Pipeline Safety

Our goal is to provide standard test methods and critical data to the pipeline industry to improve safety and reliability. Of particular interest is the testing of high-strength pipeline steels, which could enable higher volume gas transport and reduce energy costs. However, characterizing the ductile fracture properties of these materials is difficult, limiting their use due to safety concerns. We are developing new methods to test these materials to enable pipeline designers to better predict fracture dynamics and make better informed material selections.

Running crack in a buried pipeline. 

Large scale curved-wide plate tests (approximately 2 m long and 0.3 m wide) on full-thickness, X100 girth welded pipeline specimens have been performed to determine the effects of temperature and flaw geometry on the resistance to fracture of base metal, weld metal and the HAZ. The curved-wide plate specimen is sectioned from linepipe in the longitudinal direction. These large-scale tests are performed in the laboratory on a 4.5MN load frame that closely approximates the flaw constraint conditions found in-service. A method of fatigue pre-cracking these large curved-wide plates was a significant challenge for this program.  The method was successfully developed and optimized so that the testing could be conducted at temperatures as low as -60 ˚C. The results of this ongoing program are being evaluated by the DOT and industry partners. In addition to providing data for fracture mechanics models for use with in-service pipeline, this research is being used to develop and qualify welding process parameters with industrial partners.

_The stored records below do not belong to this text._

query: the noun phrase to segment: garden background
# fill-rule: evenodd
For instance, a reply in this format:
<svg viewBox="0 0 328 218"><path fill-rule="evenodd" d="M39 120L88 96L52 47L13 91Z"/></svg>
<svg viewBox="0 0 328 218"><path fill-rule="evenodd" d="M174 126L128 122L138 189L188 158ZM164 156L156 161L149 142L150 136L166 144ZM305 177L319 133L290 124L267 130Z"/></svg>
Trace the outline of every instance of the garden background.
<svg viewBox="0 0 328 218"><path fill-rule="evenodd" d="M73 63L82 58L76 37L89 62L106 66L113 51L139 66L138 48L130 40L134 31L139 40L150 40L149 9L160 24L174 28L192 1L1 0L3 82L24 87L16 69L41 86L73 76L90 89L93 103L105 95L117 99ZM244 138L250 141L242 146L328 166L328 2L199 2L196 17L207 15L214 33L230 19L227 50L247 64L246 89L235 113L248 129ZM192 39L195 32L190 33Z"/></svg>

Photoelastic mounted on a CWP specimen loaded to 3.7 MN

We are adapting the Crack Tip Opening Angle (CTOA) method to testing pipeline steels. CTOA is becoming one of the more widely accepted properties for characterizing fully plastic fracture, especially for running ductile cracks in pipes. It can be measured directly from the crack opening profile and can be related to the geometry of the fracturing pipe. In cases where there is a large degree of stable-tearing crack extension during fracture, CTOA can measure fracture resistance. Our research focuses on improving the optical imaging technique for determining the opening angle.

Specimen configuration for the CTOA test.

In addition to CTOA test development, we also measure the fatigue properties of different pipeline steels at full thickness to provide data on predicted pipeline performance. Specimens are machined directly from the pipeline longitudinal axis. To date, the fatigue behavior of six pipeline steels have been investigated.

(Left) Fatigue test of pipeline section and (right) aged pipe sample.